Earth Science Week Classroom Activities

Chocolate Rock Cycle

The Geological Society ofLondon

Activity Source:

The Geological Society of London. Adapted with permission.

How sweet is this activity? It’s an introduction to the rock cycle using chocolate!

Chocolate can be ground into small particles (weathered), heated, cooled, and compressed — just like rocks. Unlike rocks, chocolate can undergo these processes safely and at reasonable temperatures.

Use your chocolate to create “sedimentary,” “metamorphic,” and “igneous” chocolate. And at the end of it all, make a tasty treat!


  • Blocks of dark and white chocolate
  • Aluminum foil and/or aluminum foil cupcake holders
  • Hot water and a container to hold it
  • A plastic knife or another simple scraping device


First, make “sedimentary” chocolate:

1. Scrape some small shavings from your chocolate blocks.

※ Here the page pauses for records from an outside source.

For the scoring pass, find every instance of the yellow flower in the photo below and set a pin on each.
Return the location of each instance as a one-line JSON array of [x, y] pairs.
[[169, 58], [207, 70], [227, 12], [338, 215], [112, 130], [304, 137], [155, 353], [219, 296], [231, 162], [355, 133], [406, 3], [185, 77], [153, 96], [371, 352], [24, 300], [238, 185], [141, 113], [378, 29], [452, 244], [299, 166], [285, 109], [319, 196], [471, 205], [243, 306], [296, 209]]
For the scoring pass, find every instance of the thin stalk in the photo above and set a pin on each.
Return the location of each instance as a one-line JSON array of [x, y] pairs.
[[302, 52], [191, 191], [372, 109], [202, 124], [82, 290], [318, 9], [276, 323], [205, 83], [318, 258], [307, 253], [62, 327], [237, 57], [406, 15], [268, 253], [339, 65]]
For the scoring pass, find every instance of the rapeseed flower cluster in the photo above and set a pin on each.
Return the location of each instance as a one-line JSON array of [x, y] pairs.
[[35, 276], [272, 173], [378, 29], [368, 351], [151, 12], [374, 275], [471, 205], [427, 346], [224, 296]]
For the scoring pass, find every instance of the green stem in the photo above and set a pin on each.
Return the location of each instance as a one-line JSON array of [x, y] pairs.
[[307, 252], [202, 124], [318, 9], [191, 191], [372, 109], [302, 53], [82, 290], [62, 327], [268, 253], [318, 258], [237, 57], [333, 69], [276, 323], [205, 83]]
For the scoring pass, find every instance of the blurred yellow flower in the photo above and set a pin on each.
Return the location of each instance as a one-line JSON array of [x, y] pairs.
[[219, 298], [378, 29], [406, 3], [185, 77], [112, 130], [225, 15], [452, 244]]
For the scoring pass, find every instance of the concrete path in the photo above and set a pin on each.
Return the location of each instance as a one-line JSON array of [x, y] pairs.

2. Gather these scrapings onto a piece of aluminum foil and press down on them. You might fold the aluminum foil and then press on the chocolate shavings. You could even stand on enclosed foil packages.

3. Observe the joined-together bunch of chocolate scrapings in the foil, which is now similar to sedimentary rock.

Second, make “metamorphic” chocolate:

1. Place a small pile of your sedimentary chocolate, maybe some of your original unused shavings, and a couple of small chunks from your original blocks into aluminum foil or a cupcake holder.

2. Float this concoction on medium hot water.

3. Watch as the heat from the water transfers to the foil and chocolate, which should start to melt.

4. Remove the foil when the chocolate is soft to the touch (for safety, use the plastic knife, not fingers).

5. Let the chocolate cool. The partially melted and cooled chocolate is now similar to metamorphic rock.

Third, make “igneous” chocolate:

1. Place a small pile of sedimentary and metamorphic chocolate and some chunks from the original blocks into your aluminum foil or cupcake holder.

2. Float this concoction on very hot water.

3. Watch as the heat transfers from the water to the foil and melting chocolate. Allow the chocolate to melt until a smooth liquid forms.

4. Carefully remove the molten chocolate and let it cool, still contained in aluminum. Your melted and cooled chocolate is now similar to igneous rock

Discuss: The “chocolate cycle” is designed to mirror the rock cycle. The rock cycle is a continuing process that has occurred throughout geological time. One type of rock can become another type over time. Very little rock on the surface of the earth has remained fixed in its original rock type. Most rocks have undergone several changes of the rock cycle!